From Messy to Manageable: Cleanly Load Dataverse Tables in Power BI
First and foremost, I want to take a moment to acknowledge Brandon Pires, who originally crafted the script that inspired all of this work. Brandon’s creativity laid the foundation for this blog post, and his efforts are key to helping Power BI developers improve efficiency and cleanliness in their reports.
Introduction: Using Templates to Keep Your Dataverse Clean
When working with Microsoft Dataverse in Power BI, things can get messy quickly. Dataverse often contains a wealth of fields, system columns, and metadata that can make your reports harder to understand, cluttered, and less efficient. However, by leveraging templates and custom functions, you can automatically clean and format your data, allowing you to focus on deriving insights rather than grappling with unnecessary noise.

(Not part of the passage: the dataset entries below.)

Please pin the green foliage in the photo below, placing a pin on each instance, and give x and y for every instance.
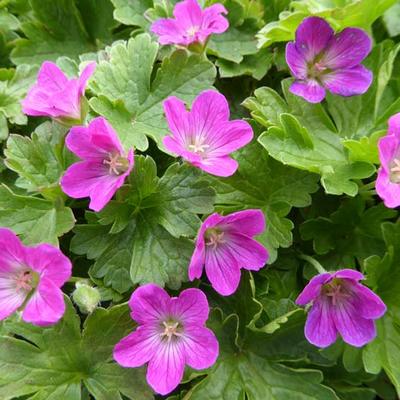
(54, 363)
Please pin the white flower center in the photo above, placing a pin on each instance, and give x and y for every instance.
(395, 171)
(116, 164)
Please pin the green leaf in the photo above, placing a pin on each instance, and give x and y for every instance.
(151, 229)
(130, 12)
(263, 183)
(131, 99)
(40, 160)
(307, 139)
(341, 14)
(244, 374)
(57, 29)
(12, 91)
(55, 363)
(256, 65)
(233, 44)
(36, 220)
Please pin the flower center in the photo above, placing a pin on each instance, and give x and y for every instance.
(336, 291)
(117, 165)
(26, 280)
(395, 171)
(171, 329)
(192, 31)
(214, 237)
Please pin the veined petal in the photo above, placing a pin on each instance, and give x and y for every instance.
(138, 347)
(200, 346)
(313, 289)
(165, 370)
(310, 90)
(248, 253)
(49, 262)
(312, 37)
(191, 307)
(46, 306)
(149, 303)
(222, 270)
(296, 61)
(320, 329)
(347, 49)
(354, 329)
(348, 82)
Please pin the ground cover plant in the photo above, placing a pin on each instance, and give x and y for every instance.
(198, 199)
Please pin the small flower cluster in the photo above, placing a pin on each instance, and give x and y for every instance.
(171, 331)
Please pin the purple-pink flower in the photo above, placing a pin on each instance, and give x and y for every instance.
(320, 60)
(191, 24)
(104, 164)
(224, 245)
(340, 304)
(388, 180)
(171, 333)
(204, 136)
(30, 280)
(56, 96)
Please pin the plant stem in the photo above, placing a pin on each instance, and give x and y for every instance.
(320, 269)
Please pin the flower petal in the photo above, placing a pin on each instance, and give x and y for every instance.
(138, 347)
(347, 49)
(312, 37)
(355, 329)
(247, 222)
(191, 307)
(149, 303)
(46, 306)
(369, 304)
(296, 61)
(313, 289)
(310, 90)
(200, 346)
(348, 82)
(165, 370)
(50, 263)
(222, 270)
(219, 166)
(320, 329)
(249, 254)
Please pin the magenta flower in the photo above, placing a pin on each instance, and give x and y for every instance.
(104, 164)
(204, 136)
(225, 245)
(191, 24)
(320, 60)
(171, 333)
(30, 279)
(388, 180)
(340, 305)
(56, 96)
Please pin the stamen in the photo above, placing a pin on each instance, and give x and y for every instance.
(215, 238)
(116, 164)
(171, 329)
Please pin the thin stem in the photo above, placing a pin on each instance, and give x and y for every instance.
(320, 269)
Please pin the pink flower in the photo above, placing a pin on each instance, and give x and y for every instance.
(56, 96)
(388, 180)
(171, 333)
(191, 24)
(340, 305)
(30, 279)
(321, 60)
(204, 136)
(225, 245)
(104, 165)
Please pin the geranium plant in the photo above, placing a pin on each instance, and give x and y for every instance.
(198, 200)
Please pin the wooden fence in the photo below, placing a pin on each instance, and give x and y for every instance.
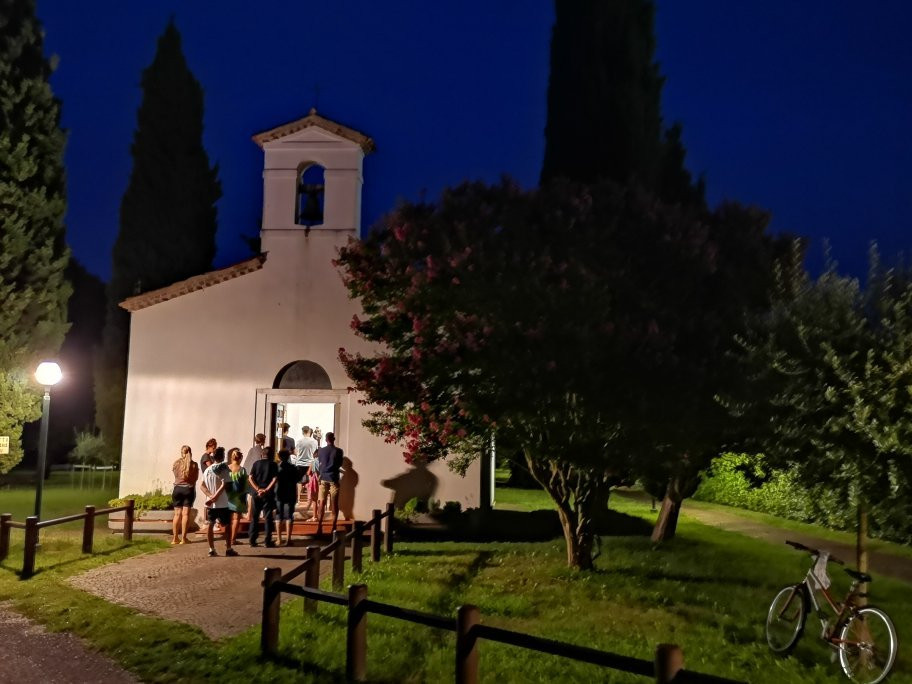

One such function, inspired by Brandon Pires, is designed to clean column names from Dataverse and keep them tidy. In this blog post, I will explain how this function works, why it improves efficiency, and how you can use it in your Power BI workflows to create more manageable and maintainable data models.
The Power BI Cleaning Function: A Deep Dive
let
// Define the function with parameters for the table name, prefix, Dataverse host, and feature toggles
#"Clean Table" = (tableName as text, prefix as text, dataverseHost as text, transformDateTimeToDate as logical, removeColumnsWithTablesAndRecords as logical) =>
let
// Connect to the Common Data Service
Source = CommonDataService.Database(dataverseHost),
// Retrieve the specified table
#"One Table" = Source{[Schema="dbo", Item=tableName]}[Data],
// Rename columns with the specified prefix
#"Rename columns to system columns" = Table.RenameColumns(
#"One Table",
{
{"createdon", prefix & "createdon"},
{"modifiedon", prefix & "modifiedon"},
{"createdby", prefix & "createdby"},
{"statuscodename", prefix & "statusreason"},
{"statecodename", prefix & "state"}
}
),
// List of all datetime and datetimezone columns
#"List of all datetime and datetimezone columns" = if transformDateTimeToDate then
Table.ColumnsOfType(
#"Rename columns to system columns",
{
type nullable datetime,
type datetime,
type nullable datetimezone,
type datetimezone
}
)
else
{},
// Create list pair of datetime and datetimezone columns to type date pair
#"Create list pair of datetime and datetimezone columns to type date pair" = if transformDateTimeToDate then
List.Transform(
#"List of all datetime and datetimezone columns",
each {_, type date}
)
else
{},
// Transform datetime and datetimezone columns to date
#"Transform datetime and datetimezone columns to date" = if transformDateTimeToDate then
Table.TransformColumnTypes(
#"Rename columns to system columns",
#"Create list pair of datetime and datetimezone columns to type date pair"
)
else
#"Rename columns to system columns",
// Get names of columns with tables and records
#"Get names of columns with tables and records" = if removeColumnsWithTablesAndRecords then
Table.ColumnsOfType(
#"Transform datetime and datetimezone columns to date",
{
type nullable table,
type table,
type nullable record,
type record
}
)
else
{},
// Remove columns with tables and records
#"Remove columns with tables and records" = if removeColumnsWithTablesAndRecords then
Table.RemoveColumns(
#"Transform datetime and datetimezone columns to date",
#"Get names of columns with tables and records"
)
else
#"Transform datetime and datetimezone columns to date",
// Remove system columns, only keep columns with specified prefix or "modified"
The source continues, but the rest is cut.